Mozliwe ze bedzie nieco przyrdzewialy.Ale on jest w swoim primie
Natomiast Fury perfekcyjnie zjebal sobie kariere.Mozliwe ze na poczatku troche bedzie czarowal,a Dzikus powoli bedzie sie rozkrecal,ale w koncu trafi i bedzie po ptokach
Cyganowi jedynie co zostalo to sie troche jeszcze powozic na "linear champion"
a i pan werworlf ( z tych mniejszych wilczków ) tez chce sie założyć?
Jak tak Fury myśli ze przegra to nie wyjdzie to dobrze.
No ale o ile Larry na szczycie (lub jego okolicach) utrzymywał się bardzo długo, o tyle Tyson już imo do formy nie wróci, niestety.
a skąd ty to wiesz? przeczytałeś gdzieś?
Ps.
Trochę nie w temacie ale wypada to napisać bo wcześniej nie miałem możliwości. Mianowicie bije sie w pierś i przyznaje ze co do Adamka totalnie sie myliłem, obstawialem łatwa wygraną na pkt a tu zonk.
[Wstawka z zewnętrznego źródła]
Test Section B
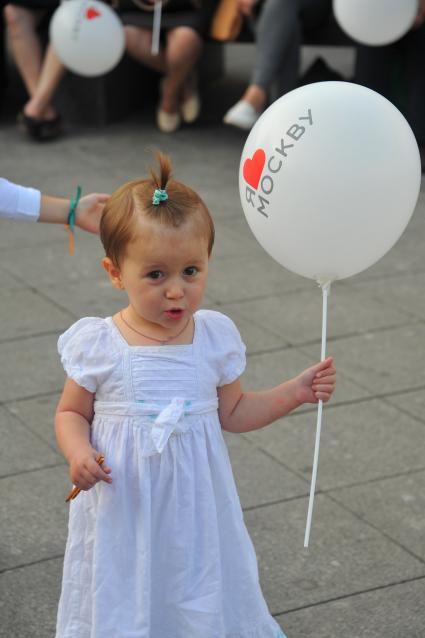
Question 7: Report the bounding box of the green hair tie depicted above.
[152,188,168,206]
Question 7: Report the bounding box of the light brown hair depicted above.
[100,152,214,266]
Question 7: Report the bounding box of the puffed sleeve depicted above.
[58,317,109,393]
[202,310,246,387]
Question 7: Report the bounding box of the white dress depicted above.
[56,310,283,638]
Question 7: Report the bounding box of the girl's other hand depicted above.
[293,357,336,403]
[75,193,109,234]
[69,448,112,490]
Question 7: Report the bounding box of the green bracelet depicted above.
[68,186,81,233]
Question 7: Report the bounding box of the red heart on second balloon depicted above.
[243,148,266,190]
[86,7,102,20]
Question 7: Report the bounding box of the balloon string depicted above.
[151,0,162,55]
[304,281,331,547]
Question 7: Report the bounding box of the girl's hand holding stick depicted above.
[65,454,112,503]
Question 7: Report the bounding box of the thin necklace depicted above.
[120,310,192,344]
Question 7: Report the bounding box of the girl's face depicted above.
[103,218,208,333]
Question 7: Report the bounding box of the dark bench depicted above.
[0,10,353,126]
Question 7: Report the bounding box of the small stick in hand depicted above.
[65,454,105,503]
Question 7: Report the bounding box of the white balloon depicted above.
[333,0,418,46]
[50,0,125,76]
[239,82,421,282]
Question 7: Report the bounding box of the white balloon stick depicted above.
[151,0,162,55]
[304,281,331,547]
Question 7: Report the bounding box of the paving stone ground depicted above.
[0,48,425,638]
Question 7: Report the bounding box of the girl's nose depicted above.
[165,283,184,299]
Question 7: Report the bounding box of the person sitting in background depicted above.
[223,0,332,130]
[4,0,64,142]
[122,0,216,133]
[354,0,425,173]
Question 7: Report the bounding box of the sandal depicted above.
[16,111,62,142]
[181,93,201,124]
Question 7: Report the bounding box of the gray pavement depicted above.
[0,46,425,638]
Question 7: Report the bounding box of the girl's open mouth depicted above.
[165,308,184,319]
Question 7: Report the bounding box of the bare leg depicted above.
[124,26,166,73]
[241,84,267,113]
[4,4,43,96]
[160,27,202,113]
[24,45,65,119]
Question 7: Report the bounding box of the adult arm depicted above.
[0,178,109,233]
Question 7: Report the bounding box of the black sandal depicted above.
[16,111,62,142]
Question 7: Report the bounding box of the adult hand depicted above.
[75,193,109,234]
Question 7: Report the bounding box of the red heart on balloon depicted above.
[86,7,102,20]
[243,148,266,190]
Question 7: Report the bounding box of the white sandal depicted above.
[156,109,181,133]
[181,92,201,124]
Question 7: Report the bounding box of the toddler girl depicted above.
[56,155,335,638]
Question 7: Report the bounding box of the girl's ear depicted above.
[102,257,124,290]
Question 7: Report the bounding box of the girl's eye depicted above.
[184,266,198,277]
[148,270,164,279]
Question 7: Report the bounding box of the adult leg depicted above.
[124,25,166,73]
[248,0,301,111]
[4,4,43,96]
[224,0,331,129]
[405,23,425,149]
[24,45,65,120]
[160,27,202,113]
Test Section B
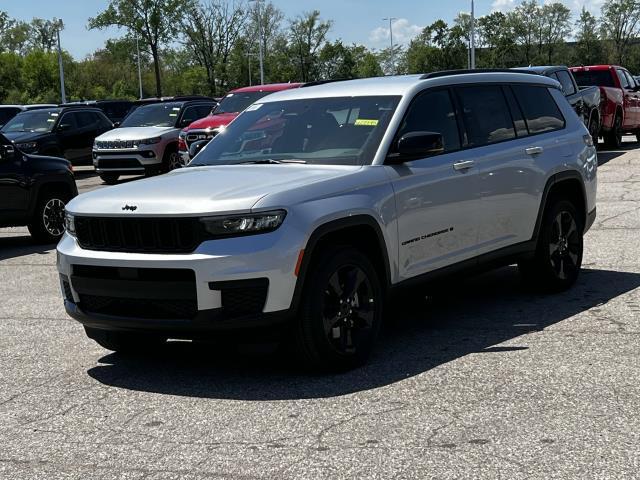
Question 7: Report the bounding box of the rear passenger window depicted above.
[557,70,576,95]
[397,90,460,152]
[512,85,564,135]
[457,85,516,147]
[503,87,529,137]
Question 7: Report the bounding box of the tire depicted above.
[604,115,622,150]
[294,247,383,371]
[100,173,120,185]
[518,200,584,293]
[162,145,184,172]
[84,327,167,354]
[28,191,69,244]
[589,115,600,147]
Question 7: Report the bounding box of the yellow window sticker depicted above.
[355,118,378,127]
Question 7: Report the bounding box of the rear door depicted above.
[469,84,569,253]
[386,89,479,279]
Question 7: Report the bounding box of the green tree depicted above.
[602,0,640,65]
[540,2,571,64]
[575,7,605,65]
[89,0,190,97]
[289,10,332,82]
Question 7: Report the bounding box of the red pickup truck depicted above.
[178,83,303,158]
[571,65,640,148]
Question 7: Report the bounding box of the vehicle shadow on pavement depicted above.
[88,267,640,401]
[0,234,56,262]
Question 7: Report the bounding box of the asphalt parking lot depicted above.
[0,143,640,479]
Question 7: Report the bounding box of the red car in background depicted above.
[178,83,304,158]
[570,65,640,148]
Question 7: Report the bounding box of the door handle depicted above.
[453,160,476,171]
[524,147,544,155]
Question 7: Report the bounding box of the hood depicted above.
[67,164,362,216]
[2,132,51,143]
[184,113,238,132]
[96,127,177,141]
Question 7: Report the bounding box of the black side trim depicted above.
[531,170,587,242]
[392,240,537,290]
[291,215,391,311]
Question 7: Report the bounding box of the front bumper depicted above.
[57,229,301,338]
[93,143,165,175]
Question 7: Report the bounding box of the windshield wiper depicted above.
[235,158,307,165]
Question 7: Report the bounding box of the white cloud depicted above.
[369,18,424,46]
[491,0,516,12]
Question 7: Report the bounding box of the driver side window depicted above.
[393,90,460,153]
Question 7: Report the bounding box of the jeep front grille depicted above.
[75,216,207,253]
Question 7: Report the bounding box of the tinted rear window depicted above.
[457,85,516,147]
[512,85,564,135]
[573,70,615,87]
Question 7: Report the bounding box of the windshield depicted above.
[0,109,60,133]
[573,70,614,87]
[213,92,273,115]
[190,96,400,166]
[120,102,182,127]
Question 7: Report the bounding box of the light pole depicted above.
[249,0,264,85]
[136,35,142,100]
[382,17,397,75]
[56,20,67,103]
[469,0,476,70]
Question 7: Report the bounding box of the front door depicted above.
[0,135,29,224]
[385,89,479,280]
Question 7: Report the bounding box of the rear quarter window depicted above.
[512,85,565,135]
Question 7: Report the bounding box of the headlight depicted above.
[64,212,76,237]
[16,142,38,152]
[138,137,162,145]
[200,210,287,237]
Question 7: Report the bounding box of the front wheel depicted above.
[295,247,383,371]
[84,327,167,353]
[518,200,583,292]
[28,192,69,243]
[604,115,622,150]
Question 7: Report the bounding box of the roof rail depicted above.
[420,68,537,80]
[300,78,351,88]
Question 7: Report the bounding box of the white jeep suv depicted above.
[58,71,597,369]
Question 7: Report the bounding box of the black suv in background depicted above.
[0,106,113,164]
[60,100,133,125]
[0,134,78,243]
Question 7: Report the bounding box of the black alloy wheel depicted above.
[28,193,67,243]
[293,247,383,371]
[518,200,584,292]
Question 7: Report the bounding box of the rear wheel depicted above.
[28,191,69,243]
[518,200,583,292]
[84,327,167,353]
[295,247,383,371]
[162,146,184,172]
[100,173,120,185]
[589,116,600,147]
[604,115,622,149]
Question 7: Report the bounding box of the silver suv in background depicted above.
[58,71,597,369]
[93,97,216,184]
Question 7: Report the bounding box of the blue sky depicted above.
[0,0,604,58]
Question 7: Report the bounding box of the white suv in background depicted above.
[93,97,216,184]
[58,71,597,369]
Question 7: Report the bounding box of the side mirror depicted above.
[0,145,16,160]
[189,140,209,158]
[387,132,444,164]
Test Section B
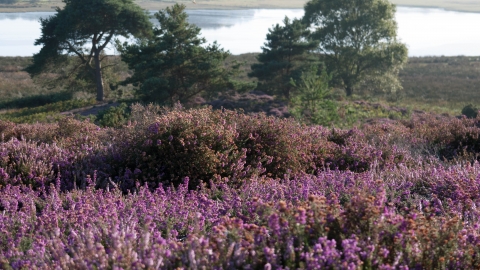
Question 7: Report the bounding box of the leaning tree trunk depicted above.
[345,85,353,97]
[93,49,104,101]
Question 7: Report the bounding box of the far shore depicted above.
[0,0,480,13]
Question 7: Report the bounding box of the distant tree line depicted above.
[26,0,408,111]
[0,0,40,5]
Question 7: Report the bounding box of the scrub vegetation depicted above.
[0,0,480,269]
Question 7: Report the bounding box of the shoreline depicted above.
[0,0,480,13]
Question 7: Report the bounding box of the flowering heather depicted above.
[0,105,480,269]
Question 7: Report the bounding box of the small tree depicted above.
[303,0,408,96]
[119,4,249,105]
[26,0,151,101]
[248,17,317,100]
[290,66,339,125]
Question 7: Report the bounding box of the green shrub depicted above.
[96,103,130,127]
[462,104,478,118]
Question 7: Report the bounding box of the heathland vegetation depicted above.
[0,0,480,269]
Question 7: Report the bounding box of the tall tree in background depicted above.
[26,0,152,101]
[304,0,408,96]
[248,17,318,100]
[120,4,249,105]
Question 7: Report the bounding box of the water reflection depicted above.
[0,7,480,56]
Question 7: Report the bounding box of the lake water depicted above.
[0,7,480,56]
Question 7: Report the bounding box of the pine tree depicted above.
[303,0,408,96]
[248,17,317,100]
[121,4,251,105]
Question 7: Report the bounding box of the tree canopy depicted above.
[120,4,249,105]
[303,0,408,95]
[26,0,152,101]
[248,17,317,100]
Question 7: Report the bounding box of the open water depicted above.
[0,7,480,56]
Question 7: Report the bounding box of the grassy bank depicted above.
[0,53,480,126]
[0,0,480,12]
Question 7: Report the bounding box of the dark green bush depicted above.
[462,104,478,118]
[96,103,130,127]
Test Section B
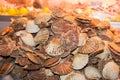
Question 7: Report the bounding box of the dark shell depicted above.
[44,57,61,67]
[15,56,30,66]
[0,38,16,56]
[10,65,28,80]
[0,63,14,76]
[51,61,72,75]
[79,37,99,54]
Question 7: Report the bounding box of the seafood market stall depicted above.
[0,0,120,80]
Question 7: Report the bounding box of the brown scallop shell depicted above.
[97,21,110,29]
[34,28,49,44]
[0,63,14,76]
[0,38,16,56]
[34,12,52,24]
[15,56,30,66]
[79,37,99,54]
[51,61,72,75]
[52,7,65,18]
[10,65,28,80]
[44,57,61,67]
[45,37,64,56]
[108,42,120,64]
[26,53,44,64]
[51,20,71,34]
[98,30,113,41]
[61,30,78,51]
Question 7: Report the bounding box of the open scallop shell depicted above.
[35,12,52,24]
[65,72,87,80]
[0,63,14,76]
[79,37,99,54]
[85,66,102,79]
[72,54,89,70]
[78,33,88,46]
[51,61,72,75]
[0,38,16,56]
[45,37,64,56]
[61,30,78,51]
[34,28,49,44]
[102,61,120,80]
[16,30,36,46]
[44,57,61,67]
[26,20,40,33]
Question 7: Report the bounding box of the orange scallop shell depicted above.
[51,61,72,75]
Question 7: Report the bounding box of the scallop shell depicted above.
[26,53,43,64]
[51,61,72,75]
[0,63,14,76]
[65,72,87,80]
[44,57,61,67]
[85,66,102,79]
[15,56,30,66]
[72,54,89,70]
[102,61,120,80]
[61,30,78,51]
[108,42,120,64]
[78,33,88,46]
[34,28,49,44]
[35,12,52,24]
[45,37,64,56]
[79,37,99,54]
[51,20,72,34]
[25,20,40,33]
[52,8,65,18]
[0,38,16,56]
[16,31,36,46]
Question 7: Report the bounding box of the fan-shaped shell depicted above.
[26,20,40,33]
[65,72,87,80]
[34,28,49,44]
[102,61,120,80]
[45,37,64,56]
[51,61,72,75]
[79,37,99,54]
[72,54,89,70]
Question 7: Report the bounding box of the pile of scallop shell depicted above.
[0,8,120,80]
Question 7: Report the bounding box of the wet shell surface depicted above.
[35,12,51,24]
[78,33,88,46]
[84,66,102,79]
[51,61,72,75]
[102,61,120,80]
[0,38,16,56]
[44,57,61,67]
[26,20,40,33]
[45,38,64,56]
[72,54,89,70]
[34,28,49,44]
[79,37,99,54]
[16,31,36,46]
[65,72,87,80]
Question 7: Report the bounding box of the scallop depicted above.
[51,61,72,75]
[45,37,64,56]
[25,20,40,33]
[34,28,49,43]
[16,30,36,46]
[102,61,120,80]
[44,57,61,67]
[85,66,102,79]
[65,72,87,80]
[78,33,88,46]
[79,37,99,54]
[72,54,89,70]
[35,12,52,24]
[0,38,16,56]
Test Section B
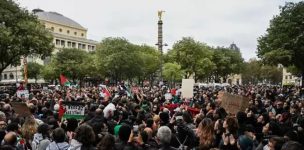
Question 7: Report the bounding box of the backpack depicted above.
[176,135,188,150]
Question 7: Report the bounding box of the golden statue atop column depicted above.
[158,10,165,20]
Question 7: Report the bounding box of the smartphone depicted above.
[133,125,138,135]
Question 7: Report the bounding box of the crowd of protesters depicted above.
[0,83,304,150]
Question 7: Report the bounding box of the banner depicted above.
[182,79,194,98]
[62,102,85,119]
[219,92,249,114]
[10,102,32,117]
[17,90,30,98]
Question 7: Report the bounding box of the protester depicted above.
[0,83,304,150]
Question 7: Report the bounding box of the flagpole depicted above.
[23,56,28,87]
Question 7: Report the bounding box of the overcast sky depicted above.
[16,0,300,60]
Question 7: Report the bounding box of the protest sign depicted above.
[182,79,194,98]
[11,102,32,117]
[221,92,249,114]
[17,90,29,98]
[165,93,173,100]
[62,102,85,119]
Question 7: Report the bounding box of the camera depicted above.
[133,125,138,135]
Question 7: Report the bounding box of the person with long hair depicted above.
[69,124,95,150]
[21,117,38,149]
[196,118,215,150]
[220,117,238,150]
[97,134,116,150]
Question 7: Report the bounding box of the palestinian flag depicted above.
[60,74,70,86]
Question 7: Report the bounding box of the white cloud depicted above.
[17,0,299,60]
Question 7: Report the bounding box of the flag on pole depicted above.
[60,74,70,86]
[23,56,28,84]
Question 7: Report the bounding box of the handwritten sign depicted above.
[220,92,249,114]
[182,79,194,98]
[11,102,32,117]
[62,102,85,119]
[17,90,29,98]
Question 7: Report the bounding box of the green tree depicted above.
[54,48,89,81]
[22,62,43,83]
[241,59,262,84]
[0,0,53,73]
[261,65,283,84]
[96,37,144,82]
[138,45,160,83]
[257,1,304,86]
[41,60,60,82]
[163,63,183,86]
[167,37,212,80]
[212,47,244,82]
[241,59,282,84]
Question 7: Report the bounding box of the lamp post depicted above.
[155,10,168,81]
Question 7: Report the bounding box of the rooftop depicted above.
[33,9,86,30]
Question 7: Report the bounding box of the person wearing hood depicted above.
[68,124,95,150]
[46,128,70,150]
[32,124,51,150]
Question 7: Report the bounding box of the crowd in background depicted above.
[0,83,304,150]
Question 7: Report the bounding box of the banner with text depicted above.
[62,102,85,119]
[182,79,194,98]
[10,102,32,117]
[17,90,30,98]
[218,92,249,114]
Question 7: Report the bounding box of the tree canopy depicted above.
[22,62,43,82]
[257,2,304,78]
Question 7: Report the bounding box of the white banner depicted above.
[17,90,29,98]
[182,79,194,98]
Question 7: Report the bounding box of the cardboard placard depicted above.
[62,102,85,119]
[182,79,194,98]
[17,90,30,98]
[221,92,249,114]
[165,93,173,100]
[11,102,32,117]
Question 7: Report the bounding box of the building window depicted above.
[68,41,72,47]
[61,40,65,46]
[56,39,60,45]
[10,73,14,79]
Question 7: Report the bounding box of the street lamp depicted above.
[155,43,168,81]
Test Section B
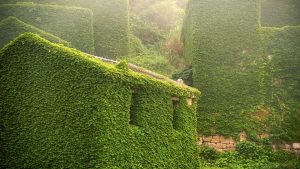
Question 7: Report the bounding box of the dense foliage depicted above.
[183,0,264,136]
[0,3,94,53]
[0,0,129,59]
[200,142,300,169]
[0,34,199,169]
[260,26,300,141]
[182,0,300,141]
[0,17,69,48]
[261,0,300,27]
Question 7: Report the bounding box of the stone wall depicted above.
[198,132,300,155]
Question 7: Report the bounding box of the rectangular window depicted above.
[172,97,180,130]
[129,90,137,125]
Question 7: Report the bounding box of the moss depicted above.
[0,17,70,48]
[0,34,200,168]
[0,3,94,53]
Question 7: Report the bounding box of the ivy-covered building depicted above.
[0,33,200,169]
[182,0,300,141]
[0,0,130,59]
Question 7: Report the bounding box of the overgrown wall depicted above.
[0,34,199,169]
[0,0,130,59]
[0,3,94,53]
[261,0,300,27]
[0,17,70,49]
[260,26,300,141]
[183,0,264,135]
[182,0,300,142]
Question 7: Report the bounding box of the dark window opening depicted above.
[172,97,180,129]
[129,90,137,125]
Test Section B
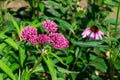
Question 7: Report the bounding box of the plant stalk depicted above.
[29,54,42,73]
[115,3,120,34]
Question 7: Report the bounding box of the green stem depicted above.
[72,47,83,70]
[110,53,114,80]
[29,54,42,73]
[115,3,120,34]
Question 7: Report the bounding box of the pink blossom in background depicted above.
[49,33,69,50]
[38,34,50,44]
[21,26,38,45]
[82,25,104,40]
[42,20,58,33]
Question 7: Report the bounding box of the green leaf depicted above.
[39,2,45,13]
[87,20,95,27]
[50,53,67,66]
[56,66,79,74]
[74,41,108,47]
[32,64,44,73]
[89,58,107,72]
[42,55,57,80]
[47,8,61,17]
[19,47,26,67]
[55,18,74,33]
[0,60,16,80]
[10,63,20,71]
[21,67,31,80]
[5,38,18,50]
[0,73,4,80]
[66,55,73,64]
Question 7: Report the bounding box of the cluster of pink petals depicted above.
[21,26,37,45]
[38,34,50,44]
[21,20,69,50]
[49,33,69,50]
[42,20,58,33]
[82,27,104,40]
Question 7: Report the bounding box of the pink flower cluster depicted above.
[42,20,58,33]
[38,34,50,44]
[21,20,69,50]
[82,25,104,40]
[49,33,69,49]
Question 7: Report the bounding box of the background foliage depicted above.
[0,0,120,80]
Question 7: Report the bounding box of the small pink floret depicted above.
[38,34,50,44]
[21,26,37,45]
[42,20,58,33]
[82,28,104,40]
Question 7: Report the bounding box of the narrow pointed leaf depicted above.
[0,60,16,80]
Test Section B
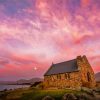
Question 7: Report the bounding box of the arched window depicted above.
[57,74,61,79]
[65,73,70,79]
[87,72,91,81]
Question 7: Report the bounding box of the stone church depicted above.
[44,55,96,89]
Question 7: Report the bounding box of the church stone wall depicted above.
[44,72,82,88]
[44,56,96,88]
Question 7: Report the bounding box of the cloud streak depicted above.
[0,0,100,80]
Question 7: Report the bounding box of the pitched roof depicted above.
[44,59,78,76]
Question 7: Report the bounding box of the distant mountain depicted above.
[95,72,100,82]
[0,78,43,85]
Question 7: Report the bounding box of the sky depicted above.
[0,0,100,80]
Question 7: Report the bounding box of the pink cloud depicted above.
[0,0,100,79]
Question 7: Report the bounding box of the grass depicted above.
[21,90,81,100]
[0,88,81,100]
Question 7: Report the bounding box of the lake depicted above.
[0,85,30,91]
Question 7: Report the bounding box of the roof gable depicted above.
[45,59,78,76]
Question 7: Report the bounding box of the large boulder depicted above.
[62,93,77,100]
[42,96,55,100]
[81,87,95,96]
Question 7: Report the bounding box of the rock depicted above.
[76,93,95,100]
[42,96,55,100]
[62,93,77,100]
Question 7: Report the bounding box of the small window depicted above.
[87,72,91,81]
[57,74,61,79]
[65,73,70,79]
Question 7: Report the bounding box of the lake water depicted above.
[0,85,30,91]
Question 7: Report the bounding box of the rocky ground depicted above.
[0,88,100,100]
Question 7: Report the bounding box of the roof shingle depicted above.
[44,59,78,76]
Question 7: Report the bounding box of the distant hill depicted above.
[0,78,43,84]
[95,72,100,82]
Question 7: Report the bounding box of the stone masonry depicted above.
[43,56,96,89]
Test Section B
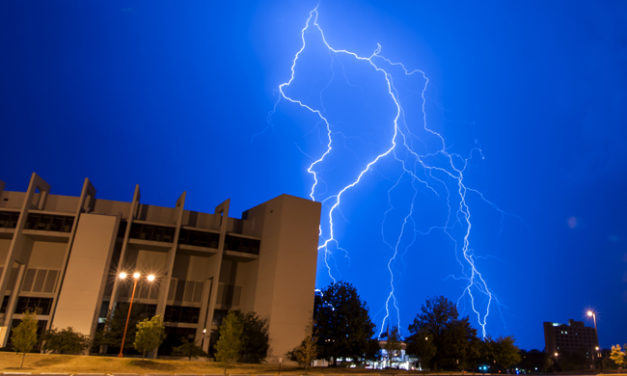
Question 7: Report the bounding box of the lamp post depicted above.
[118,272,155,358]
[586,309,599,345]
[586,309,599,370]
Zabrakło najwyrazniej zdrowego rozsądku i wiara w polaka mnie zaslepila.
a stąd, wyjątkowo słabo trollujący, niepiśmienny kolego, że w HW nie było jeszcze przypadku, gdy zawodnik z absolutnego topu zaliczył dwa lata przerwy bez poważnych treningów połaczonej z festiwalem obżarstwa (a być może także pijaństwai ćpania) i wrócił do dawnej formy. Tysona to ciężko uznać nawet za zawodnika past prime, bo on prawdopodobnie do tego prime nawet nie doszedł.
dobry jesteś :)
a to ty mu koke sprzedawałeś ze wiesz co robił?